Posted on Aug 20, 2012 in Film | 0 comments

It has been ages since we watched Lost In Translation, but last night Netflix offered it up at just the right time, it would be the perfect film for a tried night in.

I find that an action film is rarely worth watching a second time as it’ll all be about the story, the action, and you’re hardly going to be on the edge of your seat in breath held suspense if you already know who the baddy is. But a comedy can get better, you see more of what is taking place, you’re not concentrating on what the main man is saying or doing so much and that means you can catch what’s happening in the background.

Last night was a perfect example.

I love Bill Murray more every time I watch him, and the idea of him having a clandestine, yet innocent, affair with the young Scarlet Johansen is interestingly, if simply, constructed.
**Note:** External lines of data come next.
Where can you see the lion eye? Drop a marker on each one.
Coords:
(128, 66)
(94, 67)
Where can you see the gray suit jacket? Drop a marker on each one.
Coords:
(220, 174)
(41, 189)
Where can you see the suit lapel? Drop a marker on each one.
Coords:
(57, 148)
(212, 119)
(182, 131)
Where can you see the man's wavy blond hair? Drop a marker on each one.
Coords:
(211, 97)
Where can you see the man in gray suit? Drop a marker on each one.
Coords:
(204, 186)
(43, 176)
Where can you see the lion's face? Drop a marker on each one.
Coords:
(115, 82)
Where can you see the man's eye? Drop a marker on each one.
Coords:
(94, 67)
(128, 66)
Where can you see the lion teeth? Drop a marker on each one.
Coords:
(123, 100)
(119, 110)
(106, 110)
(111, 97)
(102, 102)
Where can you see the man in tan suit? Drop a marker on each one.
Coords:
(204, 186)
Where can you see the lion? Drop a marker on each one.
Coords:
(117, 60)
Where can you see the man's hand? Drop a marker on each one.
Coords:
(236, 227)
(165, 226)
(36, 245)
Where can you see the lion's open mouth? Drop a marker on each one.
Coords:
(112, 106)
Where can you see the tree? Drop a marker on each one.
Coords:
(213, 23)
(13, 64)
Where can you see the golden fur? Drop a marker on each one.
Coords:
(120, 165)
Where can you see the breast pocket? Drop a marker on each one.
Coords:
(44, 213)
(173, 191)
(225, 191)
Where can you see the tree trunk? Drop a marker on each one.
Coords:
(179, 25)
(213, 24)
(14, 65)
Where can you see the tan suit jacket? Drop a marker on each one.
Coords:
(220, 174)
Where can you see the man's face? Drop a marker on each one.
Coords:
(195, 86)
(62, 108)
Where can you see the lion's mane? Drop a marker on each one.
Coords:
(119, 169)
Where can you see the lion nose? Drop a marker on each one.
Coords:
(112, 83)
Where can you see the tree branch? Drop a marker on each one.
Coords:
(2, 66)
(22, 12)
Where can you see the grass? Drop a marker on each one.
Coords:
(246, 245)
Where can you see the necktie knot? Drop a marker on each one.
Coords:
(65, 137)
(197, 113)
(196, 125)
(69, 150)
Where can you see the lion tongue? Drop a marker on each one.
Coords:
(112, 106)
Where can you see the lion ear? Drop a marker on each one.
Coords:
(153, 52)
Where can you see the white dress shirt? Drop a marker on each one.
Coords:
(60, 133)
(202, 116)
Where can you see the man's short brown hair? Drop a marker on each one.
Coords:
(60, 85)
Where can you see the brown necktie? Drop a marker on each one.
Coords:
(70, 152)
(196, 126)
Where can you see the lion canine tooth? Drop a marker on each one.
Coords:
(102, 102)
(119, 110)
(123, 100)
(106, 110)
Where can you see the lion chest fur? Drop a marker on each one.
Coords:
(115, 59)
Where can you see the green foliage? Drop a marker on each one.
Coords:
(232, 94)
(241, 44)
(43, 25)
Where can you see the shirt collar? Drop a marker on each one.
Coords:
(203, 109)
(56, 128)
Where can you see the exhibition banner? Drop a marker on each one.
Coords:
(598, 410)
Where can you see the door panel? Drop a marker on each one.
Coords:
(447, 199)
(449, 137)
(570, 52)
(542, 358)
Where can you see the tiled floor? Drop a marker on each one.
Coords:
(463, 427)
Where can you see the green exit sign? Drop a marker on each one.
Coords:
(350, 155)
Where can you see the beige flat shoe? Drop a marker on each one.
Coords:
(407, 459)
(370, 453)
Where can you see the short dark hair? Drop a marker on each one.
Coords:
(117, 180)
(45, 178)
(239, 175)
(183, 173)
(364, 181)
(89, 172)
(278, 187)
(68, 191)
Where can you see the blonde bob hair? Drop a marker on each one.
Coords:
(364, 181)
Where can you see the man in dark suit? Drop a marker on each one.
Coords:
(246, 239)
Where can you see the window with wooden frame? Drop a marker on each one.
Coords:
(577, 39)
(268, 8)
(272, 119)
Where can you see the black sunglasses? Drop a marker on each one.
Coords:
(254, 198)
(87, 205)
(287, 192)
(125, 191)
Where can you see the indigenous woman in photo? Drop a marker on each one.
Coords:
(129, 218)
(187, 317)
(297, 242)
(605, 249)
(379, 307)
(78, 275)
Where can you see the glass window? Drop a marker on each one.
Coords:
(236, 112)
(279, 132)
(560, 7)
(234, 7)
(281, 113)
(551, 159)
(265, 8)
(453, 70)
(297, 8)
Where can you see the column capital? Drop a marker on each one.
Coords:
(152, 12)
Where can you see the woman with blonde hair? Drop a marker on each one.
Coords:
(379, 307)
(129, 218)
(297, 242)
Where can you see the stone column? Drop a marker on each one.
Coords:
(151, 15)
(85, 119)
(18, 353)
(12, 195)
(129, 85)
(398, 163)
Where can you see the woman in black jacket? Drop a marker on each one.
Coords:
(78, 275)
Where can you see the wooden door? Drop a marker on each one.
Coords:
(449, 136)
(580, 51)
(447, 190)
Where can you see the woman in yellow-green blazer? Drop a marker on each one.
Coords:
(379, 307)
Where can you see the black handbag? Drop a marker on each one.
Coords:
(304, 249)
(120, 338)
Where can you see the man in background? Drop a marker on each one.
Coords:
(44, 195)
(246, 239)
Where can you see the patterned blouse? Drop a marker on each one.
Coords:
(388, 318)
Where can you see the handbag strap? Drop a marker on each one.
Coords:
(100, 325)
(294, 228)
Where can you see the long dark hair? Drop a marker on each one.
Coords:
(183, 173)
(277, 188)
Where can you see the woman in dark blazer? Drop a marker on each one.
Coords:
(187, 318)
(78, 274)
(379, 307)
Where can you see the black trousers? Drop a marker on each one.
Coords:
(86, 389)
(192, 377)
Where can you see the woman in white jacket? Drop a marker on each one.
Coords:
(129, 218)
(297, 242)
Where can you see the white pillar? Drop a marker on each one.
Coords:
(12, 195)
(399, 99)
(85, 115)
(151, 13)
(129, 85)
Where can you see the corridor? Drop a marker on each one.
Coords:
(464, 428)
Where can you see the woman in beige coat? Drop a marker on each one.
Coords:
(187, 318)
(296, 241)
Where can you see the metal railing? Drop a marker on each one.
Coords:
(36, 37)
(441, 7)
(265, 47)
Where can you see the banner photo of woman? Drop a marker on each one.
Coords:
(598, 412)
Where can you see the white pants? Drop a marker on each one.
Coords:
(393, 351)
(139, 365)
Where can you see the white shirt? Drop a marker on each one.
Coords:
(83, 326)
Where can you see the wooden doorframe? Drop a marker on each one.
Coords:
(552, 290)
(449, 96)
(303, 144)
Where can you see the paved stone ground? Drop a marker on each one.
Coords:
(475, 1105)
But something different that struck me last night, and which drove the title for this little post, was the utter contrast offered up by Japan.

Youth in arcades playing games that still look mad to us now nearly a decade after the film was released, while elsewhere the strict and beautiful ritual of ancient Japan is rigorously observed, such as a temple wedding procession and the art of flower arranging, which I’m sure will have a name, but I don’t remember it just now.

I had a similar feeling recently when I saw an exhibition of David Hockney’s new work. Each piece sat well with the old, yet each of the new was drawn on his iPad or phone.

Let’s keep surprising ourselves, pushing boundaries while not losing sight of tradition.